The encouraging results indicate that the TL methodology is a valuable approach for the fault diagnosis of bearings. Remarkably, the knowledge contained in a network pre-trained for sound recognition can be reused for condition monitoring tasks. Moreover, the amount of training data is considerably low with respect to the network trained from scratch. The original VGGish network was trained by using 70 million audio samples, whereas less than 2000 samples were needed for performing fault diagnosis. Therefore, deep learning frameworks endowed with high knowledge content could be exploited without the need for millions of data samples. This remarkable implication is determined by the fact that the features extracted from the pre-trained VGGish network are already capable of identifying typical spectrogram features.
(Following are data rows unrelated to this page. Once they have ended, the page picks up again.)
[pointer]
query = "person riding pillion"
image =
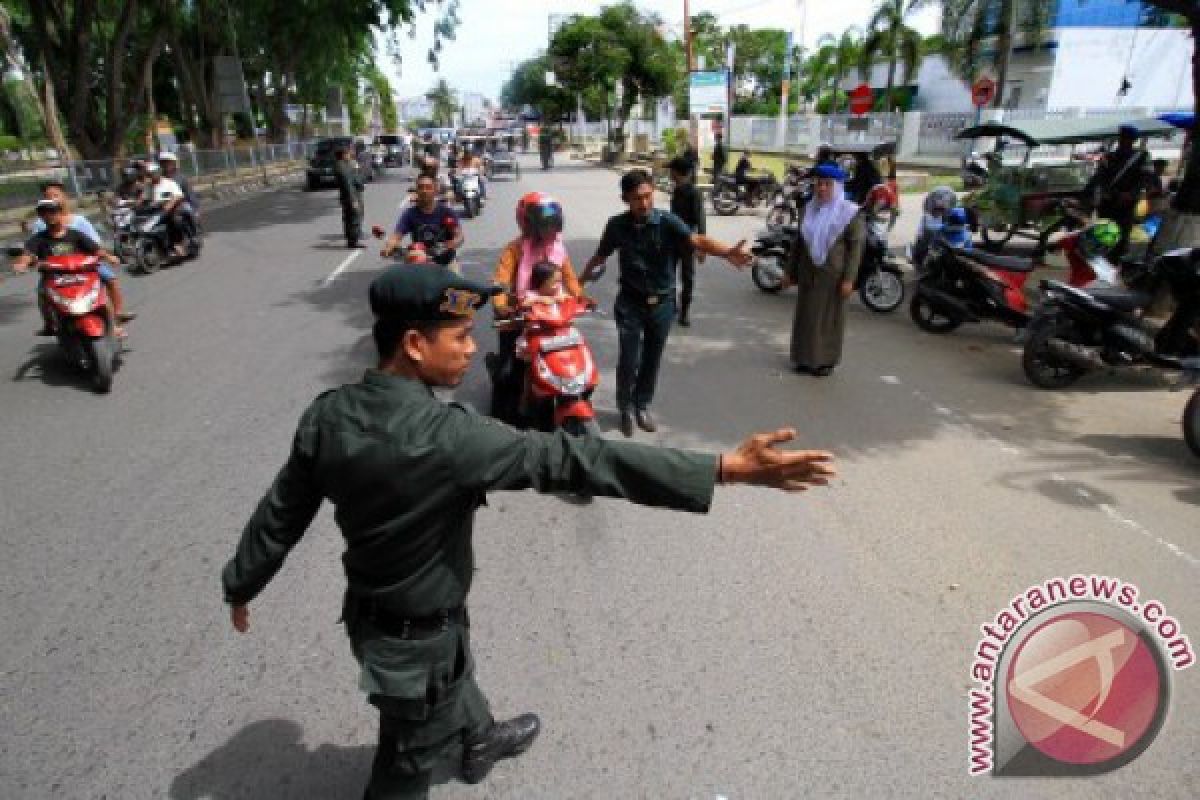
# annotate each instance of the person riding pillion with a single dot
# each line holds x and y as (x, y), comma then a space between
(540, 222)
(406, 473)
(649, 244)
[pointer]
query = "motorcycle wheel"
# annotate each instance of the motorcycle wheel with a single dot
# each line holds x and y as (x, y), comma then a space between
(102, 353)
(883, 292)
(928, 318)
(725, 202)
(1042, 368)
(781, 215)
(1192, 423)
(768, 276)
(149, 256)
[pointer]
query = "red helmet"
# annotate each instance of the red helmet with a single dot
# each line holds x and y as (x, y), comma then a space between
(539, 215)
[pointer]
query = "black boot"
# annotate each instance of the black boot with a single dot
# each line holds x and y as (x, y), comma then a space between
(503, 740)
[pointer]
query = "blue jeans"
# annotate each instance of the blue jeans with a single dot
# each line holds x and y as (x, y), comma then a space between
(642, 332)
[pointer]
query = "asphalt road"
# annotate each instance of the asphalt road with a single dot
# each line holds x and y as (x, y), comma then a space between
(779, 647)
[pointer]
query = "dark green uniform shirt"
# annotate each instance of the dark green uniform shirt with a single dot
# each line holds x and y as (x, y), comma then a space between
(406, 473)
(648, 252)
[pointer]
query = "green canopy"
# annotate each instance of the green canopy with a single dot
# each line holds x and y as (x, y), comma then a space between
(1066, 131)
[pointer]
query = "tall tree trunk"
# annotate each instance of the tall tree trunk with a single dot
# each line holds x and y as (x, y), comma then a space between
(1005, 49)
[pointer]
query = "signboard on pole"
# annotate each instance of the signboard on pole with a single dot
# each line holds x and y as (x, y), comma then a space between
(231, 85)
(983, 91)
(862, 98)
(708, 91)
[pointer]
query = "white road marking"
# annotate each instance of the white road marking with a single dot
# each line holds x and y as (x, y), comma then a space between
(341, 268)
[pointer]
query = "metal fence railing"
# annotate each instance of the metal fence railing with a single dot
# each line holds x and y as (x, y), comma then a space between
(21, 180)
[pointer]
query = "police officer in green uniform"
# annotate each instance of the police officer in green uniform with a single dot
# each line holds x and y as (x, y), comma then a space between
(406, 473)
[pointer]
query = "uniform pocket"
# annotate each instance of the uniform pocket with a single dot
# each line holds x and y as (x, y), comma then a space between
(402, 675)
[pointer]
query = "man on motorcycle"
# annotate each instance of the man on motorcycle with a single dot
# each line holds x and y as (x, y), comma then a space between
(55, 238)
(540, 222)
(166, 193)
(430, 223)
(1116, 185)
(190, 209)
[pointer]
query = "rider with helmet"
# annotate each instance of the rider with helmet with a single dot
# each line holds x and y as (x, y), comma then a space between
(540, 222)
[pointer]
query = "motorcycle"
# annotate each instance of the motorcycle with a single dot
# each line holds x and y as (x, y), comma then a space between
(958, 284)
(151, 240)
(559, 372)
(1083, 330)
(120, 218)
(791, 197)
(769, 251)
(83, 322)
(729, 196)
(880, 281)
(467, 191)
(975, 172)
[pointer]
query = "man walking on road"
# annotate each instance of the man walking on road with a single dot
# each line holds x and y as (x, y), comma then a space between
(349, 194)
(720, 156)
(406, 473)
(649, 245)
(688, 204)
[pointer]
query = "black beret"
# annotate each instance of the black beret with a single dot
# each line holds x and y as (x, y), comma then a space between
(424, 293)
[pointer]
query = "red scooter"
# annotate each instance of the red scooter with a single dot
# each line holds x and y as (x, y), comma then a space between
(562, 373)
(83, 320)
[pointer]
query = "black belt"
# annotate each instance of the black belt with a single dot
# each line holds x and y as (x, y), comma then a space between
(401, 626)
(646, 298)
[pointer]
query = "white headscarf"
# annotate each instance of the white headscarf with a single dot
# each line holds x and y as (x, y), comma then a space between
(823, 222)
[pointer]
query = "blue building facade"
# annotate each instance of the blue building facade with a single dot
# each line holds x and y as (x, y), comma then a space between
(1107, 13)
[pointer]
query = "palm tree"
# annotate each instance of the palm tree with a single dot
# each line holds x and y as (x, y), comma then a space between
(444, 102)
(969, 25)
(841, 56)
(888, 36)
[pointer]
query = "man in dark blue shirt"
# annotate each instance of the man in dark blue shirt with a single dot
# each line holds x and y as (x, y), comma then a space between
(649, 245)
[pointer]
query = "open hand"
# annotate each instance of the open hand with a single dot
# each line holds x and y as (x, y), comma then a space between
(759, 462)
(739, 256)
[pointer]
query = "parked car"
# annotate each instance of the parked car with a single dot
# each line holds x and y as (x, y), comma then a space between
(321, 167)
(394, 149)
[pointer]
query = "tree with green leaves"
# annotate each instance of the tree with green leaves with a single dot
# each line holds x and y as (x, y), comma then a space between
(528, 86)
(833, 60)
(982, 32)
(444, 102)
(891, 38)
(621, 46)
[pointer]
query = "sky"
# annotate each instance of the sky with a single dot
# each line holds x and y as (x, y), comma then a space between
(496, 35)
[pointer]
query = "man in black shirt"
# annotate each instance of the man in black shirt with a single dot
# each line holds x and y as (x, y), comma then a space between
(649, 244)
(720, 156)
(688, 204)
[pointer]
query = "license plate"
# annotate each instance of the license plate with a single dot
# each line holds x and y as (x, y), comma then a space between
(561, 342)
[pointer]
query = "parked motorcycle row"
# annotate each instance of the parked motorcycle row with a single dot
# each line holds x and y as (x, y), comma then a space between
(1093, 320)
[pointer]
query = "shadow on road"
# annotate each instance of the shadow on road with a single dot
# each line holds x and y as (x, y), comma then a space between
(269, 761)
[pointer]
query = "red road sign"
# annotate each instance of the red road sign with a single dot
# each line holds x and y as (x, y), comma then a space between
(862, 98)
(983, 91)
Then, only slight adjustments are needed to adapt the model to the classification of vibration spectrograms. The feature embedding in which the sound spectrograms are translated is therefore convenient for vibration spectrograms as well.
However, this occurrence poses an issue in the interpretation of the diagnosis outcomes. Indeed, the 128 features which flow through the classifier have no clear physical interpretation. In this case, acoustically relevant features were able to classify vibrations. In contrast to traditional signal processing tools, where some parameters (e.g., kurtosis, crest factor and ball passing frequencies) have a physical meaning, the user does not know what the features actually represent for data-driven fault diagnosis, although they may perfectly work. Therefore, it is quite challenging to estimate the features variability with respect to the changes in the input signals. Additionally, the development of proper interpretability tools is of paramount importance for the correct visualization of domains alignment in transfer learning.